3.13 Drug sensitivity analysis

This section presents a drug sensitivity analysis using data from the CellMiner, GDSC, and CCLE databases. We developed a ridge regression model using the prophetic algorithm to predict gene responsiveness to anticancer drugs based on IC50 measurements by integrating mRNA expression profiles with drug activity data for key genes.

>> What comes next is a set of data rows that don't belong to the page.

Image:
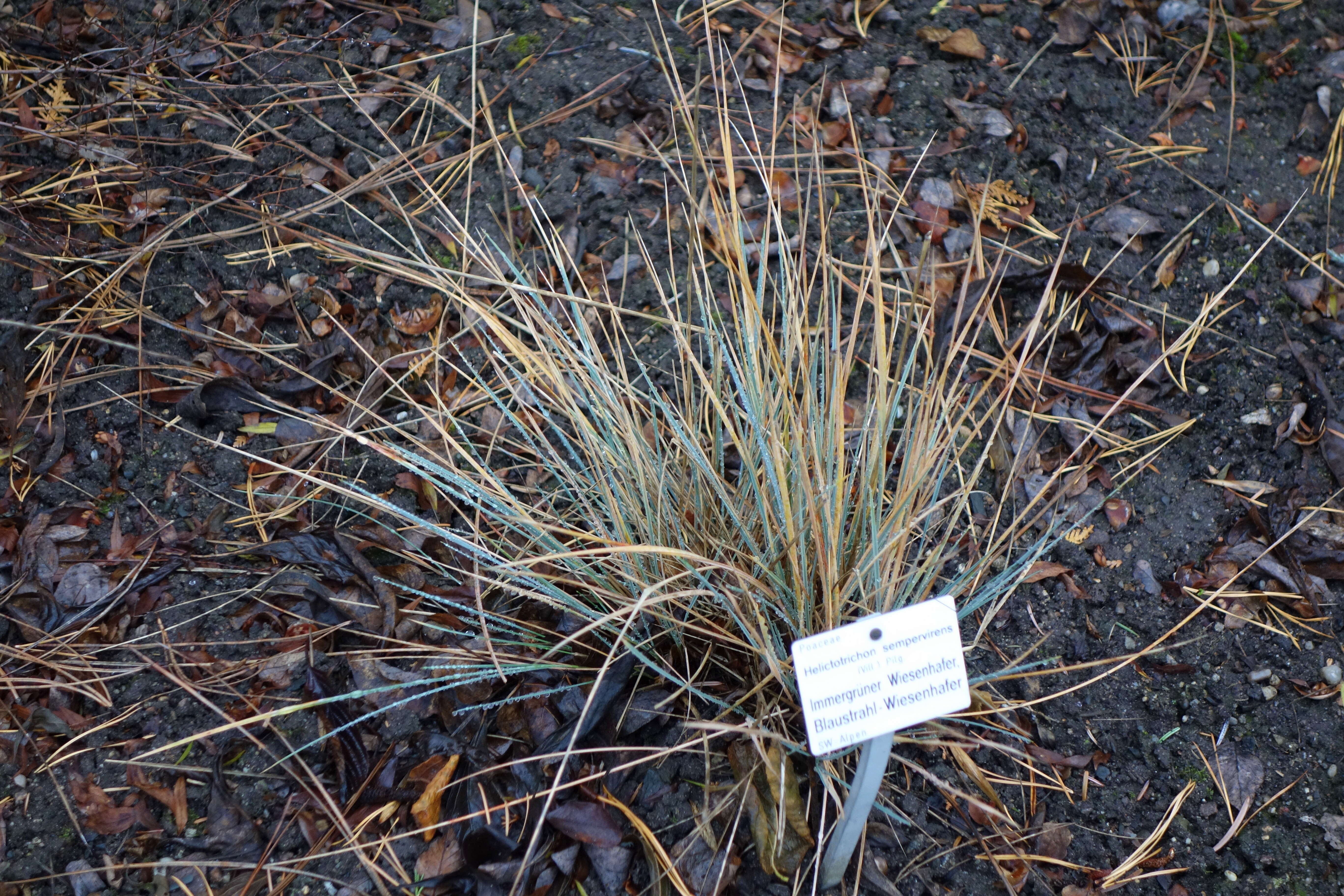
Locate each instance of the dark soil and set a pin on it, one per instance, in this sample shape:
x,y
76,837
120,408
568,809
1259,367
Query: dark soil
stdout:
x,y
1148,721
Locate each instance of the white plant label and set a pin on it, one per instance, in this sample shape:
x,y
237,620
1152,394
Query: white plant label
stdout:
x,y
881,673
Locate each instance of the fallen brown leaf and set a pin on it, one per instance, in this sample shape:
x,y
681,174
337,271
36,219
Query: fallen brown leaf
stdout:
x,y
964,43
174,798
425,811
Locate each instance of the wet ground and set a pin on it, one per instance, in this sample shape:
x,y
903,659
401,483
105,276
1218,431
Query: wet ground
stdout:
x,y
1151,722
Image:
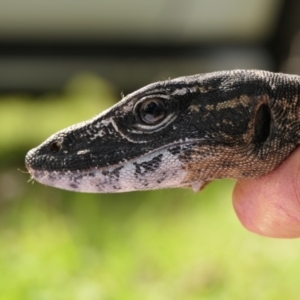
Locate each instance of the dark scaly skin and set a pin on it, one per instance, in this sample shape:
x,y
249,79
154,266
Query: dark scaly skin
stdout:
x,y
230,124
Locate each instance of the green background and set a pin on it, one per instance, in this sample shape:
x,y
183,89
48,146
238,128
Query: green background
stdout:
x,y
169,244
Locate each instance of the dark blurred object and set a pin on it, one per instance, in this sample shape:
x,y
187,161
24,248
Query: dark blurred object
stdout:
x,y
134,42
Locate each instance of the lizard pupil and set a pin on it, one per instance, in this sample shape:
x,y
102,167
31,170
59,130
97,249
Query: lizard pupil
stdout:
x,y
152,111
55,146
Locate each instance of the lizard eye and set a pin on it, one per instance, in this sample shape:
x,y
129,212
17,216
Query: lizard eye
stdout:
x,y
152,111
56,146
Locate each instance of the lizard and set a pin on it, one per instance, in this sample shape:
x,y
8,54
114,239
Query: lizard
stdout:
x,y
183,132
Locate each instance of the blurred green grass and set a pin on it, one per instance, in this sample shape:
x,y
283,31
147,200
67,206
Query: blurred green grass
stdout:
x,y
170,244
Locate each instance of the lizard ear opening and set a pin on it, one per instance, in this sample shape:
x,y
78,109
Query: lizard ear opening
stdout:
x,y
262,124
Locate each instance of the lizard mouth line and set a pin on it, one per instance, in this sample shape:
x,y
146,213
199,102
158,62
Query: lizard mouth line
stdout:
x,y
34,172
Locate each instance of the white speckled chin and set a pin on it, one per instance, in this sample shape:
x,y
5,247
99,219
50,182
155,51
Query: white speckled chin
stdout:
x,y
139,174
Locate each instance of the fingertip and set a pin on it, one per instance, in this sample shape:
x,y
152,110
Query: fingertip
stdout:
x,y
269,205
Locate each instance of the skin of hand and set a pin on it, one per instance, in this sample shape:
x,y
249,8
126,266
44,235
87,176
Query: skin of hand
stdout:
x,y
270,205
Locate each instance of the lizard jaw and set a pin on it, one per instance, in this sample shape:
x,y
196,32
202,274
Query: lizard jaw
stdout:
x,y
158,170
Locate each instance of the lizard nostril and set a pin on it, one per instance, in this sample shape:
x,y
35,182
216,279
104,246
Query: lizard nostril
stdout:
x,y
55,146
262,124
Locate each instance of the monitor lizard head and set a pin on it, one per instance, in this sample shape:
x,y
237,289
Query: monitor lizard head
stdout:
x,y
175,133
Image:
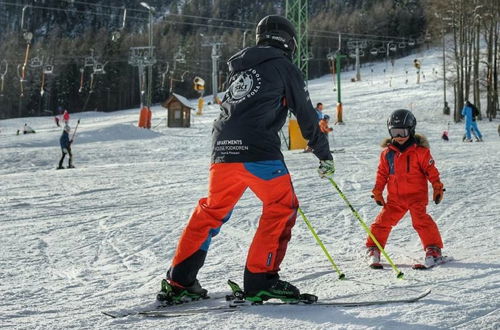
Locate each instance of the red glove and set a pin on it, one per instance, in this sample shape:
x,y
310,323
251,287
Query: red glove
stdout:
x,y
437,196
378,197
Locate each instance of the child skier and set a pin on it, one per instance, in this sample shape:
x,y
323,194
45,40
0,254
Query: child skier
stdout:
x,y
405,166
66,148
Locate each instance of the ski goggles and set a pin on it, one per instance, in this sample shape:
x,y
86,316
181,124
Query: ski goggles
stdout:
x,y
399,132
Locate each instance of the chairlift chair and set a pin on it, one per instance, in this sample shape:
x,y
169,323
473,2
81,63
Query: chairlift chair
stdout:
x,y
35,62
89,61
48,69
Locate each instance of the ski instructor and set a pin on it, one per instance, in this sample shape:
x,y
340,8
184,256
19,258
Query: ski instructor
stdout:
x,y
264,85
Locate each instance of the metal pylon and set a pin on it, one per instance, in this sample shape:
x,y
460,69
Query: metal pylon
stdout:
x,y
297,13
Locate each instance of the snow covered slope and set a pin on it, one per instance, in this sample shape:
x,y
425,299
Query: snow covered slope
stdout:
x,y
101,236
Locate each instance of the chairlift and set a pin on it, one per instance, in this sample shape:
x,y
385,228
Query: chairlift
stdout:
x,y
35,62
115,35
98,68
48,69
89,61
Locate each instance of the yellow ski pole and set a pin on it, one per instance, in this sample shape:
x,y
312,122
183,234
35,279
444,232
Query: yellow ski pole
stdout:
x,y
341,275
399,274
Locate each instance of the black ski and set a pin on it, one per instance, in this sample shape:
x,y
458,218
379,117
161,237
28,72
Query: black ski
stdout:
x,y
235,306
236,301
439,261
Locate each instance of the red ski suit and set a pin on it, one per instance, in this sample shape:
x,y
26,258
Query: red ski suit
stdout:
x,y
406,174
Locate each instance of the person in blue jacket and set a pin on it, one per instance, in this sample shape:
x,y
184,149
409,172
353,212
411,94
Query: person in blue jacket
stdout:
x,y
66,148
470,112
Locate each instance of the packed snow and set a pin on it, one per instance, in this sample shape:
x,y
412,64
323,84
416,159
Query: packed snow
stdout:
x,y
100,237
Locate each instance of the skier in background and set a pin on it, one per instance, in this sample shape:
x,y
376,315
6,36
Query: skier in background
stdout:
x,y
470,112
66,148
319,110
263,85
59,117
405,166
66,117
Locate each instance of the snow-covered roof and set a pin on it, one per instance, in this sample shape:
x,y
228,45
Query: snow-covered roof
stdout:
x,y
183,100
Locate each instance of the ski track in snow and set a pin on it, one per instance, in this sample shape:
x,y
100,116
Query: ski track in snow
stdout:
x,y
100,237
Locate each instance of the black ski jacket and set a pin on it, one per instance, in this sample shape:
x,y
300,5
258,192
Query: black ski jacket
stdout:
x,y
263,85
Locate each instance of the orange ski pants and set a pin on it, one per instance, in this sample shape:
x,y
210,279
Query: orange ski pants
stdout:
x,y
271,183
393,212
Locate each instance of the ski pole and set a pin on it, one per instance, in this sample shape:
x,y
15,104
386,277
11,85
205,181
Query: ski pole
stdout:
x,y
74,132
341,275
399,274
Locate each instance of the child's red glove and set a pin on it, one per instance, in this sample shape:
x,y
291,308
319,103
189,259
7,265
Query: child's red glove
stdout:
x,y
437,196
378,197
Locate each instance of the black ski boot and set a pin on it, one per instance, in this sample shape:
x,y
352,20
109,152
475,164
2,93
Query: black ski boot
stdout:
x,y
171,293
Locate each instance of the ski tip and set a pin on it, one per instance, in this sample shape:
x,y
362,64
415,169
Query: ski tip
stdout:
x,y
109,314
376,266
419,267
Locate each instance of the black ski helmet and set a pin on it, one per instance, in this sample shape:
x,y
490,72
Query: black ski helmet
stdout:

In the CellMiner database, BCL2 was associated with 6-chloro-2-methoxy-9-[(5-piperidinopentyl)amino]acridine and enhydrin A, while PSMB8 correlated with gw772405x and negatively with zimelidine hydrochloride (Supplementary Figure 7A). The GDSC database showed positive correlations between BCL2, Tanespimycin, and BMP5 with T0901317, though BCL2 had negative correlations with most small drug molecules (Supplementary Figure 7B). In the CCLE database, BCL2 was inversely correlated with L-685458 and panobinostat (Supplementary Figure 7C).

3.14 Examining the association between immune checkpoints and genes in the HLA family

We identified 29 immune checkpoint genes by intersecting a set of 50 known genes with the TCGA-BRCA dataset. We compared the expression levels of four key genes (PSMB8, BCL2, BMP5, and PSME2) with these 29 immune checkpoint genes (Supplementary Figure 8A). Notably, PSMB8 showed a significant correlation with CD27 (R = 0.502, p-value = 0).

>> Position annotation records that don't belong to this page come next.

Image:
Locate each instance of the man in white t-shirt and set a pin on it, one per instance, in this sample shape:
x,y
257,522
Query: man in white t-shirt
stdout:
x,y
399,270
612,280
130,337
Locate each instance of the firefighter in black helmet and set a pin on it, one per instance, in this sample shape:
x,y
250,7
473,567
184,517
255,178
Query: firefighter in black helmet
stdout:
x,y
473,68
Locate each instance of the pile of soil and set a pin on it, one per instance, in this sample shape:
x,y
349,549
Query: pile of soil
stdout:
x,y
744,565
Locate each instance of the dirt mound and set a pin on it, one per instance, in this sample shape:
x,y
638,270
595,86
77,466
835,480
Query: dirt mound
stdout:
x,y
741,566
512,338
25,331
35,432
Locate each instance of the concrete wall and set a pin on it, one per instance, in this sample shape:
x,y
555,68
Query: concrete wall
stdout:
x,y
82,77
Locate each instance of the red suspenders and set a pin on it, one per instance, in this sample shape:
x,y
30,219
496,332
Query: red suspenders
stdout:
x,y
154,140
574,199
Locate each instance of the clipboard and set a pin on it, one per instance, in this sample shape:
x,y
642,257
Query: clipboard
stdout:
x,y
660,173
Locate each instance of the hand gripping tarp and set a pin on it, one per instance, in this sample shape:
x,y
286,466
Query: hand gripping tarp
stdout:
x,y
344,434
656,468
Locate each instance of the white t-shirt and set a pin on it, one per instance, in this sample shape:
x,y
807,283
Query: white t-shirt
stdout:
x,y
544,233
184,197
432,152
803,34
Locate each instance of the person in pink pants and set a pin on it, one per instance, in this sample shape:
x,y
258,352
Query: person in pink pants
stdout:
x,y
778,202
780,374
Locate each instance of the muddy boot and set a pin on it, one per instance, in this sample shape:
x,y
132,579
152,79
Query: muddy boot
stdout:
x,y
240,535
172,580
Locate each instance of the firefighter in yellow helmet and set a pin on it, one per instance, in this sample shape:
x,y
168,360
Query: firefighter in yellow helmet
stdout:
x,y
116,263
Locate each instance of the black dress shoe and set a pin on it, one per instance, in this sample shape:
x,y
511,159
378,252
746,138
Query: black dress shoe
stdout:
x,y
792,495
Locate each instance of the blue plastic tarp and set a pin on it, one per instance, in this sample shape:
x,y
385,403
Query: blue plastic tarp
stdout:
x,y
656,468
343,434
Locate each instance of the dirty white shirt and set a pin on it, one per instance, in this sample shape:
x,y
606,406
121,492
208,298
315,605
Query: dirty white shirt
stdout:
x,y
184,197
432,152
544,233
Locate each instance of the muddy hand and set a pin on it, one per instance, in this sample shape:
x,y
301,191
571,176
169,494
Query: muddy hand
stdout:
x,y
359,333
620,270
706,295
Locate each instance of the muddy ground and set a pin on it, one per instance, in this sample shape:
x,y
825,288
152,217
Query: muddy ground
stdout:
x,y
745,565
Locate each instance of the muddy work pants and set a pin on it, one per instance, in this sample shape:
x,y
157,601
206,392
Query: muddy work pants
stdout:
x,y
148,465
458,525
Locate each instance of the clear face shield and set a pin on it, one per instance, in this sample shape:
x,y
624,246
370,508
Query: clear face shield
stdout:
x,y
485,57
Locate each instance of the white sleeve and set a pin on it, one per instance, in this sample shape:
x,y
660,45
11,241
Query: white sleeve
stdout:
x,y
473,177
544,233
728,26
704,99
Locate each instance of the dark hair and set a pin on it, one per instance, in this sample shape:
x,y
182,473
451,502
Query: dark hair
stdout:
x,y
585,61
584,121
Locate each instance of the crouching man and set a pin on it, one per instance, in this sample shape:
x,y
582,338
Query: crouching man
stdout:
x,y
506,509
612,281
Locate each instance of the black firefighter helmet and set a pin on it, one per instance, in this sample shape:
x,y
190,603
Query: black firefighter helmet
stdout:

In addition, we integrated 19 genes from the HLA family by merging 32 HLA genes with the TCGA-BRCA dataset. Our correlation analysis revealed specific relationships between the four main genes and HLA genes (Supplementary Figure S8B). For instance, PSMB8 strongly correlated with HLA-A (R = 0.812, p-value = 0), while PSME2 moderately correlated with HLA-E and HLA-A (R = 0.514).

● B: PCA analysis results for the two breast cancer subtypes (Cluster 1 and Cluster 2) in the TCGA-BRCA dataset.

● C-D: Delta plot of the area under the CDF curve for various cluster numbers (C), and the cumulative distribution function (CDF) plot for consistency clusters (D).

● E: Group comparison of the four key genes across different breast cancer subtypes in the TCGA-BRCA dataset.

● F-H: ROC curves for PSMB8 (F), PSME2 (G), and BCL2 (H) across the different subtypes of breast cancer (Cluster 1 and Cluster 2) in the TCGA-BRCA dataset.

3.15 Construction of BRCA-associated disease subtypes

Using the ‘ConsensusClusterPlus’ R package, we analyzed the expression of four key genes (PSMB8, BCL2, BMP5, PSME2) in BRCA samples from the TCGA-BRCA dataset. Consensus clustering identified two BRCA subtypes: Cluster 1 (894 samples) and Cluster 2 (215 samples) (Figure 8A). Principal Component Analysis (PCA) revealed significant differences between these subtypes (Figure 8B). The delta chart and CDF diagram confirmed optimal clustering with two clusters (k=2) (Supplementary Figures 12C, D). Expression levels of PSMB8, BCL2, and PSME2 differed significantly (P < 0.001) between clusters, while BMP5 showed significant differences (P < 0.01) (Figure 8E). A Kaplan-Meier curve was created based on the overall survival (OS) and OS time data (Supplementary Figure S1). ROC curves showed that PSMB8 and PSME2 had high precision (AUC > 0.9) in distinguishing BRCA subtypes, while BCL2 had limited precision (AUC 0.5-0.7) (Supplementary Figures 12F–H).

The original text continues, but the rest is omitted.